I've independantly developed my oen version of portion control - 64 pounds ago. I eat WHAT I want, but do so either less often or smaller amounts. I do count calories.
Like any diet, I tend to get hungry a lot, but Diet 7-UP helps out toward alleviating hunger, like water. I've been at it almost 2 years now, and still slowly losing. At 5'5" I weigh now 172 pounds after starting at 237. ANY diet takes will-power I noticed. I prefer a somewhat low-carb eating pattern anyways, but avoid gorging except a once-in-2-weeks eating binge. Nobody's perfect!
While a diet with more fruits and veggies is optimal nutrition-wise the diet you can stick with is the real-life optimum. Some people can't adjust to mostly fruits and veggies. After a while you get to know your body. Except for weekends (where I don't eat much anyways) I weigh myself at work on a freight scale, which I can temporarily calibrate to get accurate to a pound.

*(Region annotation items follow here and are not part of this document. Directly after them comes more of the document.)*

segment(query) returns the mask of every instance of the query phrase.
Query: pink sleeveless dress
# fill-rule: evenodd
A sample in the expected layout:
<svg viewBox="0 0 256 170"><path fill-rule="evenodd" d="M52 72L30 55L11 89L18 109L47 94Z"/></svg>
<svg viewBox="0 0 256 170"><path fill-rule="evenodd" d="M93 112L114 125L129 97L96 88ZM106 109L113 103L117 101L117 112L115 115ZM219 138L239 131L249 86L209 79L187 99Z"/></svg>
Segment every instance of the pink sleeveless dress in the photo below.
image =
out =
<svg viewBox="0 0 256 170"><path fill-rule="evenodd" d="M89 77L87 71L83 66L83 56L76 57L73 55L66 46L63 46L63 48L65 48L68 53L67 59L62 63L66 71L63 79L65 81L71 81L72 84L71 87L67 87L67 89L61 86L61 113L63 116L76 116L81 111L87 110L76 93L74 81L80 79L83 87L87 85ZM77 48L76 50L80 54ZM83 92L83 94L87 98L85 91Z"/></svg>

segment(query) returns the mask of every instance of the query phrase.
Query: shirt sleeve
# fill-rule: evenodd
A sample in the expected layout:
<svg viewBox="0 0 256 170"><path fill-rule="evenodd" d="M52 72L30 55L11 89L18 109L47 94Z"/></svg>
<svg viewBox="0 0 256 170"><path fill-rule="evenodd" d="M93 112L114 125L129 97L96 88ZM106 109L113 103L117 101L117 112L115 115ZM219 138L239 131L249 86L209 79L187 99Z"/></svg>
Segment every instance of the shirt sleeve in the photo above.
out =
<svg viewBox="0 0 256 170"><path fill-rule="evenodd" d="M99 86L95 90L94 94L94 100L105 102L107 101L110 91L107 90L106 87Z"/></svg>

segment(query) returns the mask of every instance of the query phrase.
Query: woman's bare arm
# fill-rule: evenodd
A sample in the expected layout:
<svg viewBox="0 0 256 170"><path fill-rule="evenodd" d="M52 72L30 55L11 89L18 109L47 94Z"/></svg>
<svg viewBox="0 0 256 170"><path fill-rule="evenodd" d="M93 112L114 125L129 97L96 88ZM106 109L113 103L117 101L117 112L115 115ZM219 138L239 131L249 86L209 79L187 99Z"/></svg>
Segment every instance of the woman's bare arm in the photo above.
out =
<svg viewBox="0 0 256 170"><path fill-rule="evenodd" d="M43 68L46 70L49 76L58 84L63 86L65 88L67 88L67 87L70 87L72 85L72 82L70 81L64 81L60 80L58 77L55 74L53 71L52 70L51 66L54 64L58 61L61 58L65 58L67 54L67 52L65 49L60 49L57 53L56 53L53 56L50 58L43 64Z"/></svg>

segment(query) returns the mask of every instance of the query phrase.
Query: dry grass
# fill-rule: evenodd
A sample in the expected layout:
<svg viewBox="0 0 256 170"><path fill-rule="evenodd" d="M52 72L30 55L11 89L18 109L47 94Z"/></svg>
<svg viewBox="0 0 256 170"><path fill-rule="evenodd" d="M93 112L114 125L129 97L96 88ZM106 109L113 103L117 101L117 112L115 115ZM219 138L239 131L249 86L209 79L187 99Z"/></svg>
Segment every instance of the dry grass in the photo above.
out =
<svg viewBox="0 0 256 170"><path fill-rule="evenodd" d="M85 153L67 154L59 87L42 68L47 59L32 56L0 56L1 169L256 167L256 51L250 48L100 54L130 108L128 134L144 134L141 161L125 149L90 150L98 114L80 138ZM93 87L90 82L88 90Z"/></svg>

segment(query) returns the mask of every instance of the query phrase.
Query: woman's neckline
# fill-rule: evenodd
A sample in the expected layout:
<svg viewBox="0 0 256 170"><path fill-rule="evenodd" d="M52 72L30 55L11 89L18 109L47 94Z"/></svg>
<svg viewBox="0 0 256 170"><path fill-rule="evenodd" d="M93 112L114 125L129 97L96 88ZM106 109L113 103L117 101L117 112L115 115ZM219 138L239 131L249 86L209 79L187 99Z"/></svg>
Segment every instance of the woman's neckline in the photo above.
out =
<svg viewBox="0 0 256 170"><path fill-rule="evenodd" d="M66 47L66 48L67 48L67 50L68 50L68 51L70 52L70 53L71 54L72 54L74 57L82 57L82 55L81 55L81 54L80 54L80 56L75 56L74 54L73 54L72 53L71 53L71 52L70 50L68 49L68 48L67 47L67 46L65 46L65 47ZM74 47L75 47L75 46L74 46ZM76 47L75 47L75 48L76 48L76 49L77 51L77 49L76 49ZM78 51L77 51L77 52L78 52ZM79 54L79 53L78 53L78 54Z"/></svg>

One thing's for sure. It's possible to lose a lot of weight, but not easy! In all cases, to keep it off, you have to engineer a permanent diet regime you can stick with. THAT is the so-called "lifestyle change" that is used to Splenda-coat the permanent diet reality. I'm not going to mince, puree, Splenda-coat or otherwise hide the ugly fact.
But there is a bright side. The "dieter's dilemma", that with your metabolism slowing, means that you won't get hot so easy. That is handy in overheated or under-A/C'd workplaces! (and other situations like it) Dieting permanently also means mitigating health problems, save money on food, use less A/C at home, get more agile, etc. So, it's a good tradeoff in my case.
If you're losing a lot of weight, stick with it if you can. It's worth it!